In fact, Strickland, when he was a member of the Assembly, voted against legislation that required energy companies to supply more of their energy from renewable-energy resources, which would have created a real market for GreenWave Energy (and many other green technology companies). Ironically, his opponent, Jackson, was a co-author of the two bills in 2002 designed to expand markets for just such companies (SB1038, SB1078). Strickland's real environmental record is less than stellar. He voted against air-quality standards, emissions caps, greenhouse-gas standards, strengthening penalties for air-quality violations, incentives for low-emission vehicles, environmental regulation of Mexican trucks, reduction in diesel and port pollution, a ban on oil tanking along the California coast. He voted to protect agricultural burning and offshore waste incineration. He opposed a ban on the sale and manufacture of items (including children's toys!) that contained mercury. He even voted against a Jackson-authored measure to prevent pesticide spraying next door to schoolchildren.

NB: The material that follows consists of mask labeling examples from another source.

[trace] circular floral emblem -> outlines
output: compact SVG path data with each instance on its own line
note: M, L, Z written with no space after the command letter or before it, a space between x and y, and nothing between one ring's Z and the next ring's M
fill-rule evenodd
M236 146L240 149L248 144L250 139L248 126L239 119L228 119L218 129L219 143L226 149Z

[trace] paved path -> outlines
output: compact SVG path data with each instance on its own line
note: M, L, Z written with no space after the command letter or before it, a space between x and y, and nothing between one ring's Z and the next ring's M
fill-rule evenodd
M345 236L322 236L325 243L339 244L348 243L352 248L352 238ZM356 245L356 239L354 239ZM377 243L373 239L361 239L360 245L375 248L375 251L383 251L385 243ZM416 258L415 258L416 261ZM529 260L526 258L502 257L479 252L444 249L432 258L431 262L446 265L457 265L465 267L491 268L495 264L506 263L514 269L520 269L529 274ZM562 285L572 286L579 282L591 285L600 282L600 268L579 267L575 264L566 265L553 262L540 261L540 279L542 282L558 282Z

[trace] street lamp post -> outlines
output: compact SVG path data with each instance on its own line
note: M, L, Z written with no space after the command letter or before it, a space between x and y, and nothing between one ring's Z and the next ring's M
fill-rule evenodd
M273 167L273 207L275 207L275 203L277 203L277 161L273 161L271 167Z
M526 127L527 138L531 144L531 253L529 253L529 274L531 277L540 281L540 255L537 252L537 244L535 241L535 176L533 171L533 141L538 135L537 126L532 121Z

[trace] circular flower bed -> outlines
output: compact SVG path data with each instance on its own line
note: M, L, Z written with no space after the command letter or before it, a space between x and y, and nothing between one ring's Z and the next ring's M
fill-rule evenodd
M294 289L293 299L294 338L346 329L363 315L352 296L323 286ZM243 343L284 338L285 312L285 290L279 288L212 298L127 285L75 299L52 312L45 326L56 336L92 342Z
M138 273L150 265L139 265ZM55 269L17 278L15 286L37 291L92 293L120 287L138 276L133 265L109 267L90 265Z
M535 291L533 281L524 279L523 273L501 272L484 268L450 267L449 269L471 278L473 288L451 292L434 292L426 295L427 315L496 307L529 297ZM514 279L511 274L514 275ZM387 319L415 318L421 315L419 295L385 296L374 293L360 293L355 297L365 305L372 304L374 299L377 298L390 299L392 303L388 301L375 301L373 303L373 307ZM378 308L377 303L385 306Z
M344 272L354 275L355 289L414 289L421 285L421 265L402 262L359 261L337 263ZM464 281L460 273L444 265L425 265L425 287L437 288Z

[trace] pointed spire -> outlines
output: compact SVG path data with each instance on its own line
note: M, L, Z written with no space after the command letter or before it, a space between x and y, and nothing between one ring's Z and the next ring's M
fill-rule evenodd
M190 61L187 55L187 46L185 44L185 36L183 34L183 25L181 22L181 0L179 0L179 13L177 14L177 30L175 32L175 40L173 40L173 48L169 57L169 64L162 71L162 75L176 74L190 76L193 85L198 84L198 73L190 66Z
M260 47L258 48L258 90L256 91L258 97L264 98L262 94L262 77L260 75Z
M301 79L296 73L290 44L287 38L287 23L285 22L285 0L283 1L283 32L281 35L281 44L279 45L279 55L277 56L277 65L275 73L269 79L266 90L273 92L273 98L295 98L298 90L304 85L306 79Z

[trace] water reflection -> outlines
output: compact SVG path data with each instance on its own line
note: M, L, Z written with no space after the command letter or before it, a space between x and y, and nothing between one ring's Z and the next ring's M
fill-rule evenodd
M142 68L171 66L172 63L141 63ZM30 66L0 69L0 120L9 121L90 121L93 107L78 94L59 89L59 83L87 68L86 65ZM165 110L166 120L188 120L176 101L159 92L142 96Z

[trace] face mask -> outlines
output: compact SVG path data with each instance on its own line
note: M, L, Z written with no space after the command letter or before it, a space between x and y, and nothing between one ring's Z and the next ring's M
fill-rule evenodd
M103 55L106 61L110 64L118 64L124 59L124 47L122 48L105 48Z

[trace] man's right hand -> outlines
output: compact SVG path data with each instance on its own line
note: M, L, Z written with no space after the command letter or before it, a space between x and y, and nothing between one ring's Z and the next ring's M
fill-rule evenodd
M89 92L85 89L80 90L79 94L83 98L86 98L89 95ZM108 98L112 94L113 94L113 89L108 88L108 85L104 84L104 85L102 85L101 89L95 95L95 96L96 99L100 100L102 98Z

Jackson has long been regarded as an environmental champion, receiving the endorsement of the California League of Conservation Voters and the Sierra Club in every election in which she's run. As an Assembly member, she chaired the two key environmental committees and authored more than 30 pieces of legislation designed to promote alternative energy sources, protect air and water quality, reduce coastal pollution, preserve open space, protect against pesticides and toxics in our daily lives, and protect the Coastal Commission and the California coast against overdevelopment and pollution.
Jackson will be the Democratic Party nominee for the open seat, which includes most of Santa Barbara County, most of Ventura County and stretches down into Los Angeles County to include Santa Clarita. Strickland is attempting to repackage himself as an environmentalist, when in fact he is anything but. Strickland will be bad for Ventura County.
— Louis J. Pandolfi lives in Simi Valley.
well, who would want to put `career politician' as their occupation?
Or, in the case of HBJ, `Tough Divorce Lawyer'...
Tony Strickland's choice to call himself an "alternative energy executive" is not a matter of casual whimsy. Strickland ran a poll a few months ago in which he tested various descriptions of himself and various ways to misrepresent and attack his opponents. If the survey respondents had said they preferred "hot dog salesman," I expect he would have invested in a hot dog stand (or at least promised to invest in a hot dog stand soon).
Strickland is not describing how he sees himself. He is saying what his pollster told him to say. That is dishonest.